To be an art collector is a privilege and, of course, in the past it has mostly been royalty, the aristocracy and the Church who have commissioned as well as collected art. That is why I think it is fascinating to see personal collections of people from more recent times who come from different environments other than the usual suspects so as to speak.

I think the art collected by Benjamin Britten and his partner, Peter Pears, is interesting as it contains commissioned portraits of both men as you would expect, with one a world renowned composer and the other a famous tenor, but it also includes a broader and more diverse range of pictures and sculptures. Their whole collection numbers around 1,200 works with many on display at The Red House within the domestic setting of their home.

Although the collection is not all about them specifically or their work, it nevertheless gives an insight into their interests and their daily lives. We are left with a glimpse of them as we see their chosen art ornamenting the rooms where they dined, read, relaxed and entertained. As with any large collection not all the work is on display at any one time, but nevertheless the rooms reflect more than a hint of the essence of the Britten-Pears home.
Hanging on the walls of The Red House there are works featuring their friends such as colleague and close friend Imogen Holst. (She is, in fact now buried behind the two graves of Britten and Pears in the churchyard of St Peter and St Paul, Aldeburgh.)

Also, there are works reflecting their personal taste, with apparently Peter Pears’ preference for strongly coloured 20th-century work.


However, apparently Britten’s taste was more restrained and, there are many drawings and sketches amongst the collection.

Of course, and not in the least surprising as with many art lovers, there are works featuring Venice.


Finally, if one is lucky enough to have the means, you can collect pictures by artists from the canon and the Britten-Pears collection has works by William Blake, Walter Sickert, David Hockney and, of course, being men of Suffolk, a painting by John Constable.
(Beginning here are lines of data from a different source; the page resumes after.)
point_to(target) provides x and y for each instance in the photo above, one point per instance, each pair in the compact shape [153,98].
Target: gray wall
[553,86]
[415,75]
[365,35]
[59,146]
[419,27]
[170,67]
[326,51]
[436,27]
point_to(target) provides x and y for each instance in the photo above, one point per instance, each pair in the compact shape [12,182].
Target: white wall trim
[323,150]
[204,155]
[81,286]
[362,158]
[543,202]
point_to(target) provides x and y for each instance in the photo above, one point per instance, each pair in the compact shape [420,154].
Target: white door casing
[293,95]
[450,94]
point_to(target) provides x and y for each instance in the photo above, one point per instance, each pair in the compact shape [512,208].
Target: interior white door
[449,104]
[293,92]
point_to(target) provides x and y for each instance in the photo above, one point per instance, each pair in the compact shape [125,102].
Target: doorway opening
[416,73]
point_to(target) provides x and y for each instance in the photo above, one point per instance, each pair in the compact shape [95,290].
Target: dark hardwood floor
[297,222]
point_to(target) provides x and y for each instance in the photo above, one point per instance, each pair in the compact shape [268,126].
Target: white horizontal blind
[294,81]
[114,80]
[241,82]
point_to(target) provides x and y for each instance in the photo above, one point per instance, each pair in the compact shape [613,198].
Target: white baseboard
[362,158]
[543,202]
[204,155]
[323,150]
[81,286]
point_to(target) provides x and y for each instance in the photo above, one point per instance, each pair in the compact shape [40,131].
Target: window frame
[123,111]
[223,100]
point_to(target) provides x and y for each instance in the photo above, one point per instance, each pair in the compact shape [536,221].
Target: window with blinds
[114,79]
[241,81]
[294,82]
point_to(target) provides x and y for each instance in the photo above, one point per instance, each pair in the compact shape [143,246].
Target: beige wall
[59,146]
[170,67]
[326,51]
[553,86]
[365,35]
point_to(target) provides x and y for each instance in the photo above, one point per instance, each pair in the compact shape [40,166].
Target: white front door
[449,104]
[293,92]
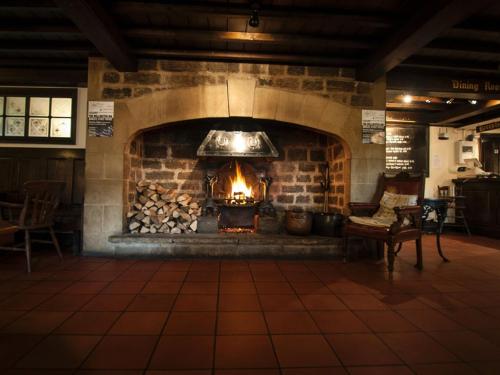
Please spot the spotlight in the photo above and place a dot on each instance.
(254, 20)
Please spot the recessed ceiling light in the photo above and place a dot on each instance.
(407, 98)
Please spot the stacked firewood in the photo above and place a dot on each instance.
(160, 210)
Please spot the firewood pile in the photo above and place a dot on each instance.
(160, 210)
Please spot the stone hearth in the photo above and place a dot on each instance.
(225, 245)
(327, 101)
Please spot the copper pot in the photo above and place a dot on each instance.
(298, 222)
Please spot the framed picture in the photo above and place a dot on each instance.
(60, 127)
(16, 106)
(38, 127)
(38, 115)
(14, 126)
(61, 107)
(39, 106)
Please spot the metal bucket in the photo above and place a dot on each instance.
(298, 222)
(327, 224)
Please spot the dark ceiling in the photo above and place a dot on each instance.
(55, 37)
(455, 34)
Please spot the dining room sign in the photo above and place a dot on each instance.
(100, 118)
(373, 124)
(407, 149)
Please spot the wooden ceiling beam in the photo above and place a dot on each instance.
(465, 112)
(18, 28)
(44, 62)
(416, 106)
(431, 20)
(234, 36)
(406, 117)
(173, 7)
(49, 77)
(248, 57)
(94, 22)
(452, 65)
(47, 47)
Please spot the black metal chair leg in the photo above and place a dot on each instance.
(420, 261)
(55, 242)
(27, 247)
(438, 243)
(466, 225)
(390, 256)
(400, 246)
(346, 248)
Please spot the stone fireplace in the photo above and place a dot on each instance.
(168, 155)
(163, 112)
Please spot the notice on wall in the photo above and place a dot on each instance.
(407, 149)
(373, 122)
(100, 118)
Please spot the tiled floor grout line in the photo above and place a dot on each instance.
(169, 314)
(371, 330)
(44, 337)
(102, 336)
(269, 333)
(323, 335)
(216, 318)
(470, 283)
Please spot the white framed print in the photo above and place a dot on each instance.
(60, 127)
(38, 127)
(14, 126)
(39, 106)
(61, 107)
(16, 106)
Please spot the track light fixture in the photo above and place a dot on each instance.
(254, 20)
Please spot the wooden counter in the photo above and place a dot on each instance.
(482, 200)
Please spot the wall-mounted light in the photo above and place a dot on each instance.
(254, 20)
(443, 134)
(407, 99)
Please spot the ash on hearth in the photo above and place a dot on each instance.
(160, 210)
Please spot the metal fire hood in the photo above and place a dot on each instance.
(222, 143)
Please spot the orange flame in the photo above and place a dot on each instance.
(239, 187)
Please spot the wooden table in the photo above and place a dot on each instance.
(440, 207)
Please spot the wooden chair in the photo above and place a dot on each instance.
(37, 213)
(408, 219)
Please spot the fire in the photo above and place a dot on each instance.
(239, 187)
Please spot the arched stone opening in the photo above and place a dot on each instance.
(106, 177)
(167, 155)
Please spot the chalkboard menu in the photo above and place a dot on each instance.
(407, 149)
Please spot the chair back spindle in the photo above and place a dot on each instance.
(41, 202)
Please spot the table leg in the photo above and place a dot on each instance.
(438, 242)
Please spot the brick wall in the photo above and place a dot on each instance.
(168, 155)
(337, 84)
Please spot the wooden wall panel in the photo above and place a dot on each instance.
(18, 165)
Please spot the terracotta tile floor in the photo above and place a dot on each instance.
(307, 317)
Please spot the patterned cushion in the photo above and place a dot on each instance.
(370, 221)
(385, 215)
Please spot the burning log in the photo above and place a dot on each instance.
(160, 210)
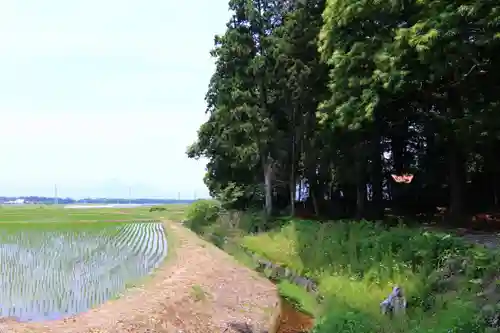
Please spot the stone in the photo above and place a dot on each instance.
(395, 303)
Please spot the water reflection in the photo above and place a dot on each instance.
(50, 274)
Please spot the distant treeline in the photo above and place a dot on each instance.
(50, 200)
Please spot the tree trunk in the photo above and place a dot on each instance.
(293, 189)
(360, 190)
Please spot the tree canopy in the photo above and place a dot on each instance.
(319, 102)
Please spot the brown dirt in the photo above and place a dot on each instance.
(200, 289)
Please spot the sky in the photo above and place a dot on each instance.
(99, 96)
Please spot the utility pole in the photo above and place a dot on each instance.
(56, 201)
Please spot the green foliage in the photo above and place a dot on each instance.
(298, 297)
(202, 213)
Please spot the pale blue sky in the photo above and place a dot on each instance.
(97, 96)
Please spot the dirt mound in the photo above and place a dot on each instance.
(200, 289)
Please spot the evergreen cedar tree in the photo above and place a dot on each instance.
(312, 99)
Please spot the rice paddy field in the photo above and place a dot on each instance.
(57, 262)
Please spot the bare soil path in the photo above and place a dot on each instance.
(199, 289)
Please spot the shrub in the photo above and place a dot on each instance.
(202, 213)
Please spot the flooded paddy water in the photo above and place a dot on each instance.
(54, 270)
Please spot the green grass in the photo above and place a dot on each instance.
(79, 237)
(71, 267)
(50, 214)
(357, 263)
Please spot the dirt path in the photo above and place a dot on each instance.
(200, 289)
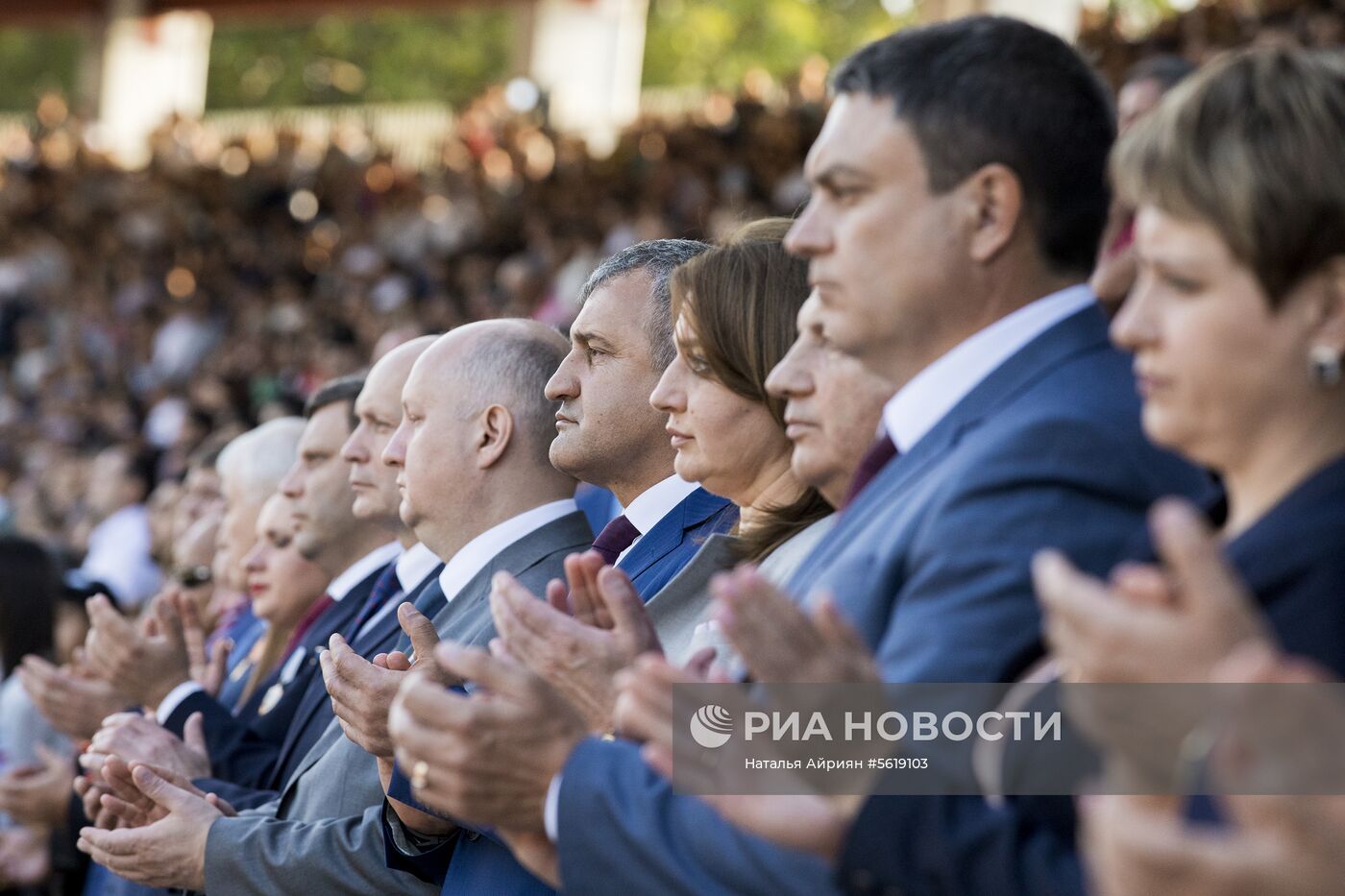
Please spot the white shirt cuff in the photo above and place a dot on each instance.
(551, 811)
(174, 700)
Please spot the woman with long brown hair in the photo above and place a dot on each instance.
(735, 309)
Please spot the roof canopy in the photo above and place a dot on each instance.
(66, 11)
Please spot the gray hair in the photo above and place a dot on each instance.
(515, 365)
(258, 459)
(658, 258)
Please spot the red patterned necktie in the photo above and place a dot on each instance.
(615, 537)
(880, 452)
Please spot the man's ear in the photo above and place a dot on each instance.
(994, 210)
(1332, 328)
(494, 433)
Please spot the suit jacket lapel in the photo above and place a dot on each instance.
(1080, 332)
(315, 697)
(669, 532)
(571, 532)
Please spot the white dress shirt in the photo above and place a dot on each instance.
(934, 392)
(413, 567)
(340, 586)
(362, 569)
(652, 505)
(118, 556)
(480, 550)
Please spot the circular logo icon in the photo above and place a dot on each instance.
(712, 725)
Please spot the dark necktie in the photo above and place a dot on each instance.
(615, 537)
(880, 452)
(319, 607)
(385, 587)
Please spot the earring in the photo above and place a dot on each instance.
(1327, 366)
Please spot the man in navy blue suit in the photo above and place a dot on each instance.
(607, 433)
(958, 200)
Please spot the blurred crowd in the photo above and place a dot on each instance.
(217, 287)
(358, 525)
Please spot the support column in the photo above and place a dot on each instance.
(588, 56)
(151, 69)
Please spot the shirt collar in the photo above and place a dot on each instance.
(934, 392)
(474, 556)
(656, 502)
(362, 569)
(414, 566)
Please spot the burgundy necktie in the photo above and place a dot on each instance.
(880, 452)
(615, 537)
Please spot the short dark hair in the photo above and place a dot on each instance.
(1166, 69)
(339, 389)
(29, 590)
(658, 258)
(991, 89)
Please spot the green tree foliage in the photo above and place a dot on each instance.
(380, 57)
(715, 42)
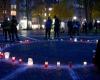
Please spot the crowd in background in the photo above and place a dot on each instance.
(9, 28)
(75, 27)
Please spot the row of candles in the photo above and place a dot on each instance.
(71, 39)
(6, 56)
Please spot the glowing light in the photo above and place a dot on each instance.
(7, 55)
(44, 20)
(88, 40)
(74, 18)
(45, 14)
(61, 39)
(58, 63)
(81, 40)
(98, 21)
(70, 39)
(21, 41)
(75, 39)
(13, 59)
(52, 37)
(1, 55)
(30, 61)
(20, 61)
(96, 41)
(50, 9)
(13, 12)
(70, 64)
(84, 63)
(46, 64)
(94, 51)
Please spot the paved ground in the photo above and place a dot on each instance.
(68, 52)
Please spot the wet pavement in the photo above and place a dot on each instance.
(71, 55)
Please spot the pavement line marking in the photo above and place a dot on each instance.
(15, 73)
(30, 38)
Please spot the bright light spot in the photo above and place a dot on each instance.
(70, 39)
(1, 55)
(53, 21)
(20, 60)
(50, 9)
(88, 40)
(74, 18)
(30, 61)
(8, 19)
(44, 20)
(96, 41)
(13, 59)
(58, 63)
(98, 21)
(7, 55)
(35, 26)
(84, 63)
(61, 39)
(62, 25)
(94, 51)
(45, 14)
(75, 39)
(46, 64)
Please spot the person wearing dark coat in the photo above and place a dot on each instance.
(70, 28)
(48, 26)
(6, 29)
(97, 55)
(56, 27)
(14, 33)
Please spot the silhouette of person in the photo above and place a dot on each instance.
(14, 33)
(56, 27)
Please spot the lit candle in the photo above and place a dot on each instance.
(84, 63)
(13, 59)
(70, 64)
(96, 41)
(20, 61)
(1, 55)
(30, 61)
(58, 63)
(75, 39)
(46, 64)
(7, 54)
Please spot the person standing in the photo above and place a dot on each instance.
(97, 55)
(56, 27)
(14, 33)
(48, 26)
(70, 28)
(96, 26)
(6, 29)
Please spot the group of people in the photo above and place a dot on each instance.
(75, 26)
(48, 27)
(10, 29)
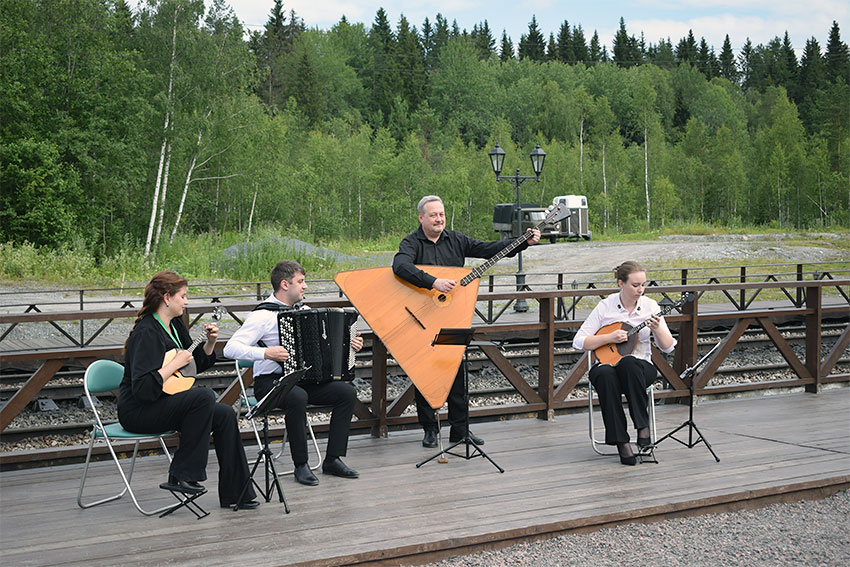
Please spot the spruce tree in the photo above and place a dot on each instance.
(836, 57)
(728, 70)
(580, 45)
(386, 82)
(745, 64)
(506, 51)
(565, 44)
(596, 53)
(686, 51)
(427, 43)
(411, 60)
(552, 49)
(532, 45)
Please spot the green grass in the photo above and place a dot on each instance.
(201, 258)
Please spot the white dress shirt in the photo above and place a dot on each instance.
(260, 325)
(611, 310)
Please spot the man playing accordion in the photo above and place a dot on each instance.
(259, 339)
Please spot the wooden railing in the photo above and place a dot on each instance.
(812, 371)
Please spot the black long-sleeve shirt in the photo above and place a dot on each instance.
(146, 348)
(451, 249)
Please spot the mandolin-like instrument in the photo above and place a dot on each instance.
(612, 353)
(183, 379)
(407, 318)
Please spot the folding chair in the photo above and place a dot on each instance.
(250, 401)
(105, 376)
(644, 453)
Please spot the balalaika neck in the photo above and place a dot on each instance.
(479, 270)
(196, 343)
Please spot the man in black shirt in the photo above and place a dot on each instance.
(432, 245)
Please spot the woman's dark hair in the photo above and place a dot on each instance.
(165, 282)
(623, 271)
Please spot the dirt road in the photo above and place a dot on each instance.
(583, 260)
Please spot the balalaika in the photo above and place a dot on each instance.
(320, 339)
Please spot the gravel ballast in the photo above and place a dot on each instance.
(807, 533)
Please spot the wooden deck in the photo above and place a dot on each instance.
(771, 447)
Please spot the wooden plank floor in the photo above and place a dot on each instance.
(553, 482)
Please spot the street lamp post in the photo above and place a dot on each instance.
(497, 159)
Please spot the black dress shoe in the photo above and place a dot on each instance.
(472, 437)
(249, 505)
(185, 486)
(430, 439)
(335, 466)
(304, 475)
(626, 455)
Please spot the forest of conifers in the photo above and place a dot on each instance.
(125, 125)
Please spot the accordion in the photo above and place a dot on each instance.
(320, 339)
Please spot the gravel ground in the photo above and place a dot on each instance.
(807, 533)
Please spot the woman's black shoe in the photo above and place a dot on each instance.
(626, 455)
(185, 486)
(249, 505)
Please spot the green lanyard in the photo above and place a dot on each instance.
(167, 330)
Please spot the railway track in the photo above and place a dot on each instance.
(488, 387)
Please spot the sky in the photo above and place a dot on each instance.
(760, 20)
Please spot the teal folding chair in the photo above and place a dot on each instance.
(250, 401)
(105, 376)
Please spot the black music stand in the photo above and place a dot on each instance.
(449, 336)
(280, 388)
(688, 374)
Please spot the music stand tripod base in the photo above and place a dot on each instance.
(449, 336)
(281, 387)
(688, 374)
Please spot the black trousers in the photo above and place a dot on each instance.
(630, 377)
(340, 395)
(196, 415)
(458, 408)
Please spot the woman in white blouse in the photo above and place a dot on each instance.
(634, 372)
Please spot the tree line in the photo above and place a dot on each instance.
(123, 128)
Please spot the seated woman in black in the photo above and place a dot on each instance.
(144, 408)
(633, 373)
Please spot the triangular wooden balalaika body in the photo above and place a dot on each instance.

Absolutely fascinating, Britten has always been one of my favourite composers and in 1970 in the Auckland Town Hall from a seat in the front row I was privileged to hear them give a recital which I shall never forget. We leapt up and led the standing ovation which followed the concert.
How lucky you were to hear and see him perform in real life. I envy you. As a child I once saw him driving through the Suffolk countryside near Snape, but my parent’s didn’t attend the Aldeburgh festivals as usually too avant-garde for them. Naturally, ‘Sea Interludes’ is in my top 10 all-time favourites, a complete musical summation of the Suffolk coast.
Fascinating
Thank you. It’s an interesting house to visit.
Certainly looks like it
I enjoyed this angle on the personal lives that the art reveals.
Yes. I think what people chose to hang on their walls is always interesting even for more ordinary folk. There’s usually some interesting tale or two associated with their treasured art.
I go into someone’s house and that is what I look at, the art. Or lack thereof, sometimes. This provides a lot of information about a person.
Oh yes, it certainly does.
Ho wonderful to see this works in the setting chosen for them. It must add a real extra dimension.
Yes, I think that is what I came away with as many of the rooms are pretty much in the condition in which they were lived in. Although, I think they exchange/circulate some of the paintings. Visiting certainly feels more like a walking into a comfortable home rather than a stately mansion fixed in aspic or a museum.
Certainly an eclectic collection of art, furniture and furnishings. I love how in the top photo the corner lampshade is tipped lopsided to cast the light upwards to the paintings. I wonder how they deal with fading of the artworks, as they are everywhere, and surely some must be vulnerable to the sunlight? My bright painting of a Miao woman being escorted to her wedding has faded drastically. Sadly.